Peter Kaiser: Ich habe die Laufschuhe bereits heute Früh bei einem 7-Kilometer-Lauf eingeweiht. Es bleibt wie in den letzten Jahren jeden Tag eine dreiviertel Stunde Zeit für Sport: Laufen, Hometrainer, Radfahren, Schwimmen. In zwei Monaten möchte ich den Kärntner Rad-Marathon fahren - da muss ich fit sein.
Sie haben für die Regierungsbildung 22 Tage gebraucht, dann stand die Koalition mit ÖVP und Grünen. Was war das Schwierigste in den Verhandlungen?
In der Politik gibt es ein gewisses Misstrauen. Aber man hat gemerkt, dass von Tag zu Tag das Vertrauen wächst - und da ist auch die Arbeit schneller gegangen. Wenn man jemandem gegenüber misstrauisch ist, legt man jedes Wort auf die Goldwaage. Dieses Abwägen fällt mit wachsendem Vertrauen weg.

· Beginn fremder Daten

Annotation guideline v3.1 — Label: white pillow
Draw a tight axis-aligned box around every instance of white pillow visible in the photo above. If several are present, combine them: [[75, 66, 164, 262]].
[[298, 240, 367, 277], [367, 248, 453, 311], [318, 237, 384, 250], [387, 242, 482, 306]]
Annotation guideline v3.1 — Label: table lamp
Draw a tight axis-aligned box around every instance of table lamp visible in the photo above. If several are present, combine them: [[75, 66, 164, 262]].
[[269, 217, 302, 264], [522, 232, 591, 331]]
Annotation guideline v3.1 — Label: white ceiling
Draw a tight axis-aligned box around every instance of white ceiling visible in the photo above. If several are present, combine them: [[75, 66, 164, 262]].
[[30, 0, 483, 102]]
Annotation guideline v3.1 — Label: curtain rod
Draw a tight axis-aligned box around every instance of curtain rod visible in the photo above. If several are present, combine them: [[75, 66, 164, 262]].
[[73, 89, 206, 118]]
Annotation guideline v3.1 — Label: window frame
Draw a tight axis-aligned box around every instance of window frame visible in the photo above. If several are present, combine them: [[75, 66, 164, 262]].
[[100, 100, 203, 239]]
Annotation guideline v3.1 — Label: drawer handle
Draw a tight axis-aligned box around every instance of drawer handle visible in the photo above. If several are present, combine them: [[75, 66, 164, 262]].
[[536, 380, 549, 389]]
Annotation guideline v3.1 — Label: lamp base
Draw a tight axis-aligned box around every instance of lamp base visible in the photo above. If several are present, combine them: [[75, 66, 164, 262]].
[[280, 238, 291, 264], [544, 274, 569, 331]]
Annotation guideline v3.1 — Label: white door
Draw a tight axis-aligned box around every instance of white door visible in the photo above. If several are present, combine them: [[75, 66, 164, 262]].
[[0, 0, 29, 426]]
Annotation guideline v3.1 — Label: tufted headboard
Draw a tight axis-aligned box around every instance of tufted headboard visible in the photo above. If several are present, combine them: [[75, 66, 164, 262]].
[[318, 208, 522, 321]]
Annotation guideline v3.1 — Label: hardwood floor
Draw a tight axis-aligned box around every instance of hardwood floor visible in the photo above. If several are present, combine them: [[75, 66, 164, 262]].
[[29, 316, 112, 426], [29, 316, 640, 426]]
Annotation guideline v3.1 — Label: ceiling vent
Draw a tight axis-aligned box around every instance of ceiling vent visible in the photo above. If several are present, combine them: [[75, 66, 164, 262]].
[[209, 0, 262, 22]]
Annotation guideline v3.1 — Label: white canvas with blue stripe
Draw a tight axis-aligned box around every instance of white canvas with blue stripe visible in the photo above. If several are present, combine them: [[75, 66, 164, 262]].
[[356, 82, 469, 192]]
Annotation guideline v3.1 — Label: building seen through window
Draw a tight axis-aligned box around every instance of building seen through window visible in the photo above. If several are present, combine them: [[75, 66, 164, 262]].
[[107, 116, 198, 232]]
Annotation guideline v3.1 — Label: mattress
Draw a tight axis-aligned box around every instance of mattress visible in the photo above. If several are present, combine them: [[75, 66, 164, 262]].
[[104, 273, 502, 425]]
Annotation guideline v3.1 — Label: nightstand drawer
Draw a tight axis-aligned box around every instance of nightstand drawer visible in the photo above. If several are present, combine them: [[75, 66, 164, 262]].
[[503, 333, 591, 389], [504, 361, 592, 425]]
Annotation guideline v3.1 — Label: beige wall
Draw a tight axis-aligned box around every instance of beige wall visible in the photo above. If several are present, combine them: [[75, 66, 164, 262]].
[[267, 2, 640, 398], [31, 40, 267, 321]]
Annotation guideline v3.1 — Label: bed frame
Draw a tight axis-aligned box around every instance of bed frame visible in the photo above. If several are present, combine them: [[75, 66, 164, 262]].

Eine weitere Schwierigkeit war, dass man in jedem Satz drei verschiedene Zugänge harmonisieren musste. Vor allem in Bereichen, wo es unterschiedliche Auffassungen gibt, zum Beispiel bei der Abschaffung des Pflegeregresses. Die war für die SPÖ und die Grünen keine Frage, bei der ÖVP war das schwieriger. Die dritte Schwierigkeit war der Feinschliff, wo es um die Referatseinteilung ging. Das musste zuerst politisch debattiert und dann mit der Verfassungsabteilung rechtlich wasserdicht gemacht werden.
Jetzt beginnt die Sacharbeit. Wo erwarten Sie sich die größten Schwierigkeiten?
Bis auf (ÖVP-Landesrat, Anm.) Wolfgang Waldner sind ja alle Regierungsmitglieder neu in ihren Referaten - man wird einfach ein bisschen eine Zeit brauchen, bis man den Status quo analysiert hat und von da ausgehend zur Umsetzung der ersten Punkte des Regierungsprogramms kommt.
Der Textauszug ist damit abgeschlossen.